と、思う日々が何日も続いている。これが人の暮らしなのだろうか。
凜
早く帰ろう
怜央
奇遇ですね、凜さん
凜
あら、 怜央くん。この時間に会うのは珍しいわね
怜央
美味しそうですね。今日の晩御飯ですか?
凜
これが美味しそうに見えるの?怜央くんは純粋ね
怜央
え、美味しくないん、ですか?
凜
まあ、美味しいわよ。

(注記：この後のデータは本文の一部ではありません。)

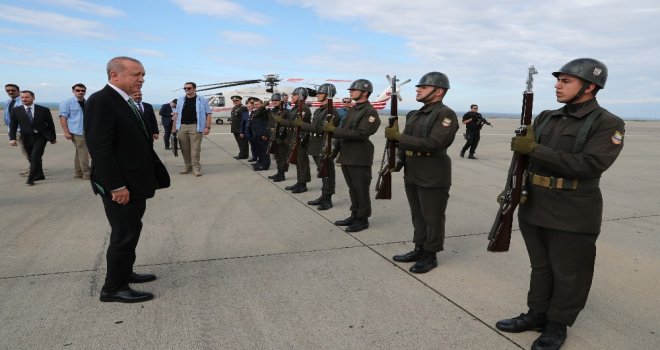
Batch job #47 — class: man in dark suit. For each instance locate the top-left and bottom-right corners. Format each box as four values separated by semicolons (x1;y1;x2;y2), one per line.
84;57;169;303
131;91;159;141
158;98;176;149
9;90;57;186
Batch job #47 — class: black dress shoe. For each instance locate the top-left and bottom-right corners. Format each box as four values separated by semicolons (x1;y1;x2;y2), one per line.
128;272;156;283
291;184;307;193
495;310;548;333
532;321;566;350
409;252;438;273
335;215;355;226
346;218;369;232
392;244;424;262
307;196;323;205
316;196;332;210
284;182;300;191
100;288;154;303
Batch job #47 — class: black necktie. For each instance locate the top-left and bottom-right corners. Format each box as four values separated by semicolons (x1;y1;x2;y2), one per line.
7;98;16;113
27;107;34;124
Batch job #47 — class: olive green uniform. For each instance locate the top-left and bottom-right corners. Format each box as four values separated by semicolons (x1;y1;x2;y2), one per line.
268;108;291;173
399;101;458;253
333;102;380;218
282;104;312;184
301;104;339;195
518;99;625;326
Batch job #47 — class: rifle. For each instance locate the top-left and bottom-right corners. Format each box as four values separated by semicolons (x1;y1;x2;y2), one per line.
316;98;335;178
376;75;410;199
286;98;305;164
487;66;538;252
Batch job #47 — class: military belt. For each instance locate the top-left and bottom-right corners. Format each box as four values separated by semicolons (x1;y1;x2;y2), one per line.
406;149;447;157
529;173;600;190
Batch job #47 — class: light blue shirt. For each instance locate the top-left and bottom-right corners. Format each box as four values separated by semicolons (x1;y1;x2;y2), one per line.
60;97;83;135
176;95;213;132
2;96;23;131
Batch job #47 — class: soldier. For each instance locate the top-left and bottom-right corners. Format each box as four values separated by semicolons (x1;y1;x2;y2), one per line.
281;87;312;193
294;84;340;210
496;58;625;349
230;95;249;159
268;92;289;182
323;79;380;232
250;97;270;171
385;72;458;273
461;105;492;159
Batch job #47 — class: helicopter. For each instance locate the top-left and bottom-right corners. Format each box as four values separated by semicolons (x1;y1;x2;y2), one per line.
197;74;403;124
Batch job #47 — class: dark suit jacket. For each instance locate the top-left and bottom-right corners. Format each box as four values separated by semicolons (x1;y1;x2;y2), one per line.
142;102;158;135
9;104;56;142
84;85;169;198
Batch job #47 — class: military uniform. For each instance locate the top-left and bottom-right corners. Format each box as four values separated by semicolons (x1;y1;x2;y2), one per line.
518;99;625;326
230;104;249;159
333;101;380;218
399;101;458;253
301;104;339;196
282;104;312;193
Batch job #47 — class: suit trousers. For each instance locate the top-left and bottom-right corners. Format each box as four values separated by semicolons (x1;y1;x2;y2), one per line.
518;218;598;326
71;134;89;178
296;144;312;184
234;132;249;158
177;124;204;173
405;182;449;253
101;196;147;292
341;164;371;218
312;156;335;195
22;133;48;180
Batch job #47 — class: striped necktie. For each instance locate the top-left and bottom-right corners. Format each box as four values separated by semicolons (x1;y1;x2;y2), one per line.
128;98;149;137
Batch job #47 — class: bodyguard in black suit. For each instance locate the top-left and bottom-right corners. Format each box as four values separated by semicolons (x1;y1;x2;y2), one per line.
9;90;57;186
84;57;169;303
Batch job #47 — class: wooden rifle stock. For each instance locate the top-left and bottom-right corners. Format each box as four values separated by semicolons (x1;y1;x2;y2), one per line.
487;66;538;252
286;98;305;164
316;98;335;178
376;75;399;199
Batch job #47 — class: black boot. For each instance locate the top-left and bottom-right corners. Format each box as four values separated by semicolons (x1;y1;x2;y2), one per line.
316;194;332;210
335;213;355;226
392;244;424;262
408;252;438;273
495;310;548;333
291;184;307;193
532;321;566;350
307;194;325;205
284;182;300;191
346;218;369;232
268;169;282;180
273;170;285;182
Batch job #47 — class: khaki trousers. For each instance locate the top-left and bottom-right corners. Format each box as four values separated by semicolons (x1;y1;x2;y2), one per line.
177;124;204;173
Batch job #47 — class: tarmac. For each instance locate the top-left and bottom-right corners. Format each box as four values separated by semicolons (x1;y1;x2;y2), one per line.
0;116;660;350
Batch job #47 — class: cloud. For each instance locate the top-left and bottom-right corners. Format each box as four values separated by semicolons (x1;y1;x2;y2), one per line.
38;0;125;17
0;6;112;39
220;30;269;46
172;0;270;25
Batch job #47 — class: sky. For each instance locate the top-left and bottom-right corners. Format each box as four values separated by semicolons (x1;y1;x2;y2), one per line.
0;0;660;119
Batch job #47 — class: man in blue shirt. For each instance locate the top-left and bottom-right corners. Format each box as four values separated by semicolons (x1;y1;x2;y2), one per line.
3;84;30;176
60;83;89;180
172;82;212;176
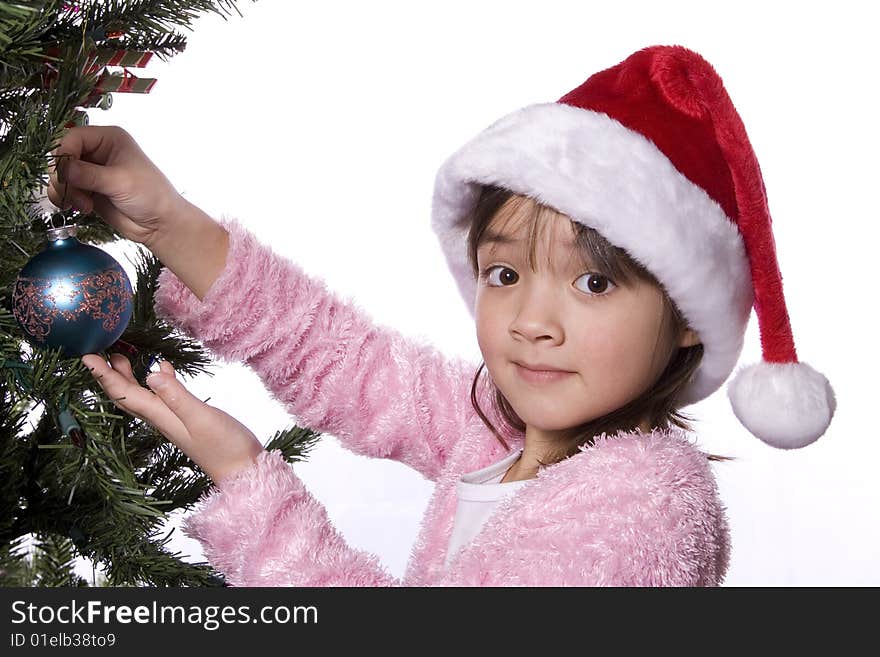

美味しいけど、何日も食べてたら飽きて味がしなくなるわよ
怜央
ああ、なるほど
怜央
え、凜さんって自炊しないんですか?
凜
するわよ?するけど……最近は時間も気力もないから……できてないだけ
怜央
あー、大変ですね
凜
怜央くんも社会人になったらこうなるわよ。大学生、楽しんでいないと損よ
怜央
へへ、説教ですか?相当疲れてますね
凜
あぁ、ごめんなさい
怜央
そうだ、僕……時間あるので凜さんのご飯……作りましょうか?
凜
え?
凜
いやいや、そんなことしてもらえないわよ!
怜央
いえ、凜さんの為なら僕……!
凜
美月……?
怜央
どうしたんですか?
凜
いや、同僚からメールが……
凜
ごめん、ちょっとだけ……
怜央
あぁ、どうぞ
凜
何?どうしたの?
美月
凜ちゃん!!
美月
今家に帰ってるんだけど、
美月
誰かつけられてる……!!
凜
え!?ちょっと、大丈夫なの!?
凜
周り誰か、人は!?
凜
顔は見えたりしない?
凜
家はバレたら大変よ!!コンビニとかに寄ったりして!
美月
うーん、そうしたいんだけどね
美月
でも、多分大丈夫よ
美月
それに、凜ちゃん心配しすぎ
凜
「助けて」ってきて、「つけられてる」っ言って、心配しないわけないでしょう!
美月
私凜ちゃんと友達になれて幸せ者だー!
凜
そんな呑気に!
美月
大丈夫!!もう私のマンション見えてきた
凜
家が知られちゃうわよ
美月
でもこの辺コンビニとか無いし、家に帰る方が安全よ
凜
美月ちゃん……
美月
あ、もう家!
美月
ありがとう!心配が薄れた気がする!
凜
私はさらに心配よ……
凜
明日
凜
明日絶対電話して
凜
私に安全って伝えて
美月
んもー凜ちゃんは心配性なんd
凜
凜
美月ちゃん?
凜
美月ちゃん!
凜
ちょっと、どうしたの?
凜
打ちかけでメッセージ送ってこないでよ!何が言いたいかわからないじゃない
凜
ねえ、美月……
美月
なんでそんなに優しいの?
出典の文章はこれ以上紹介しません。